The Kinks, “BBC Sessions 1964- 1977,” BBC Music. This came out a few years ago. It’s as fabulous as you think it is. All live in studio recordings from one of the finest bands ever in their prime, doing their best songs as well as some obscurities, flying without the cover of studio musician guest stars or multi-tracking. The Kinks achieved a glory, whether in the unsubtle pounding of their earliest hits, or in the spectacular melodic development of everything that came after the very beginning, that shines beautifully on this two-CD set.

I think it’s Various Artists, “Ropeladder 12,” Mush Records. I’m puzzled trying to put together the song titles (and possibly artists) on the back cover with what’s going on on the disc. For instance, I swear I heard a hip-hop version of a Sun Ra song, but I can’t find the listing for it. And then there was this Last Poets style rant that sounded extra tired for the line about how white women are having their mid-life crises by chasing black men. This is underground avant-garde hip-hop, and it’s as much a mess as anything you could imagine that would fit such a category.
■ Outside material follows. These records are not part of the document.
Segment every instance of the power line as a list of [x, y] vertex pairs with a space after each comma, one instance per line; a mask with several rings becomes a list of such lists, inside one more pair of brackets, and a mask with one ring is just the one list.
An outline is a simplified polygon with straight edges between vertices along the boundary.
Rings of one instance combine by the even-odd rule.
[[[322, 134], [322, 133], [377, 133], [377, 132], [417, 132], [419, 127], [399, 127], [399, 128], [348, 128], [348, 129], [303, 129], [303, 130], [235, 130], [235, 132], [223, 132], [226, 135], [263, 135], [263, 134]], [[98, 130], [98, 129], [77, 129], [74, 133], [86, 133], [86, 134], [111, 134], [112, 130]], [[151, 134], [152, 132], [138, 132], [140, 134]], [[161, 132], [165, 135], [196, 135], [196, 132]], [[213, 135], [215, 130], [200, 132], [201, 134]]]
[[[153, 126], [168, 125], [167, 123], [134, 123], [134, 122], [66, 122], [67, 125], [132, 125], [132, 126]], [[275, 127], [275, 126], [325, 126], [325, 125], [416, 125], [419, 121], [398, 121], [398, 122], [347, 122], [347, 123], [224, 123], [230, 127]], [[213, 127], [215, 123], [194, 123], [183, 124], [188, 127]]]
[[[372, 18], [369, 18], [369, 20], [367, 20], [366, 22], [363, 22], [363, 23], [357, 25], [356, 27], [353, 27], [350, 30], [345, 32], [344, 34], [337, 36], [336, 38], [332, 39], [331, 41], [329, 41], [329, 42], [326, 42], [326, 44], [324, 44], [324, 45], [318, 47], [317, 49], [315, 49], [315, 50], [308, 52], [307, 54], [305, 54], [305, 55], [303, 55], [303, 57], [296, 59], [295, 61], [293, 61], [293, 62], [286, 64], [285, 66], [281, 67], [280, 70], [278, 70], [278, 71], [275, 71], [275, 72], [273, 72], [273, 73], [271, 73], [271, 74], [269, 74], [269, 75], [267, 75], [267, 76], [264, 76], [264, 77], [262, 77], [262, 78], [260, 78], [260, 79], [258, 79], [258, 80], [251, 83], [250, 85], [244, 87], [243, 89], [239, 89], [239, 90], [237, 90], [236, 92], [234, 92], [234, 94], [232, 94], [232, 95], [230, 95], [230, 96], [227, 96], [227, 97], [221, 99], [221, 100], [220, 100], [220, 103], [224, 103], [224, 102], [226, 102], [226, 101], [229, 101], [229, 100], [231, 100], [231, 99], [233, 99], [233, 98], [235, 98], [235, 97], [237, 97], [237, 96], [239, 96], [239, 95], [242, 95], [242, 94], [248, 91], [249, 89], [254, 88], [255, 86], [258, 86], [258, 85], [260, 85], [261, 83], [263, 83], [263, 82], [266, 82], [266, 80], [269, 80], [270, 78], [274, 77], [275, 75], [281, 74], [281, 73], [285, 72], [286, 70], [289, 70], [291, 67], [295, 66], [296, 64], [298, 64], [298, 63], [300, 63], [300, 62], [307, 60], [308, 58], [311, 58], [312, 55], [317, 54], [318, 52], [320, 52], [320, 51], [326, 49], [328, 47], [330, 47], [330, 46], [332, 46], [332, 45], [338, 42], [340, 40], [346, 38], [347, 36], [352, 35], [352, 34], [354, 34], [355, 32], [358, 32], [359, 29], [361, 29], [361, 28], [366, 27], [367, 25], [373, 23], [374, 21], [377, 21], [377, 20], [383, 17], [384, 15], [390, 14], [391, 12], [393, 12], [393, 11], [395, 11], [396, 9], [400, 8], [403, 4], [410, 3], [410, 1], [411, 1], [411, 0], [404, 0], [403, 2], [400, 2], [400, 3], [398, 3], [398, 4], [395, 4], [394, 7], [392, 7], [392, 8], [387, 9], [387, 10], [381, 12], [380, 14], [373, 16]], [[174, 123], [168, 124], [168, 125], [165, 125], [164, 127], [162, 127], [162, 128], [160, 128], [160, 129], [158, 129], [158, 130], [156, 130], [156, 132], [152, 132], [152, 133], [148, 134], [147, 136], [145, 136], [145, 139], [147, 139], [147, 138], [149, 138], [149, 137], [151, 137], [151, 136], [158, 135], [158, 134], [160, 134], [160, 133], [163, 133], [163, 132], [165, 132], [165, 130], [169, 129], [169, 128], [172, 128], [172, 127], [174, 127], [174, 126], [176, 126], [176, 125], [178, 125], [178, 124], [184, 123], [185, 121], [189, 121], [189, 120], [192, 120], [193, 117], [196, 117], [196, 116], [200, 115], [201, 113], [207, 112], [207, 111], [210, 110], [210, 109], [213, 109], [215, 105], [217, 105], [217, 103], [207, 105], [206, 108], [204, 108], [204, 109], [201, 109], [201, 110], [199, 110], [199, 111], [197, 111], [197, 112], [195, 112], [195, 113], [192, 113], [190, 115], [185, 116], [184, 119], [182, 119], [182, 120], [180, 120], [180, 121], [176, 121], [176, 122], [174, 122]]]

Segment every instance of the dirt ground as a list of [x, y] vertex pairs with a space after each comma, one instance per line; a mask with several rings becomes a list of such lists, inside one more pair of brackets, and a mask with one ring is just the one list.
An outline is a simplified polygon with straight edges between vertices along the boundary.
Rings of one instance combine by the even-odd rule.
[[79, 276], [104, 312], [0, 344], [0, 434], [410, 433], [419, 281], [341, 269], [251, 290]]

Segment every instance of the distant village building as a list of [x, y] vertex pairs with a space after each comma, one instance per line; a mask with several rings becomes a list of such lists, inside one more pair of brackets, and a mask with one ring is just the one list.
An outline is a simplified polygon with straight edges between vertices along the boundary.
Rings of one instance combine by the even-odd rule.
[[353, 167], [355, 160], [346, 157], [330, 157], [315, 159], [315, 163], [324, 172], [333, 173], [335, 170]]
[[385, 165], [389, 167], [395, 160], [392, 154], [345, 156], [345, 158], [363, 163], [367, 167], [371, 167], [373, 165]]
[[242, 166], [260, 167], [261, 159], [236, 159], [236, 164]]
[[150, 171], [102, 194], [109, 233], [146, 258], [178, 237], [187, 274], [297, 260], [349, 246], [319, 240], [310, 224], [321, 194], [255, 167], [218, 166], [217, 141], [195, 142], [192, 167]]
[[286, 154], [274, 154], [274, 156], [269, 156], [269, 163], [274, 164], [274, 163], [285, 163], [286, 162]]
But, it has its moments of interest, even if I can’t figure out what’s what.

Sly & the Family Stone, “Greatest Hits,” Epic Records. There are arists with “Greatest Hits” collections that don’t make for all that enjoyable a listening experience, and there are those that simply stun you song after song, no matter how many times over your whole damn life you’ve been hearing them. This album actually came out before Sly got darker (while still great: “There’s A Riot Going On” was in his future). That means it’s not only brilliant music, it’s infectiously, stunningly joyous music. If you can’t feel glad to be alive listening to these songs, you probably can’t find anything that will ever make you happy.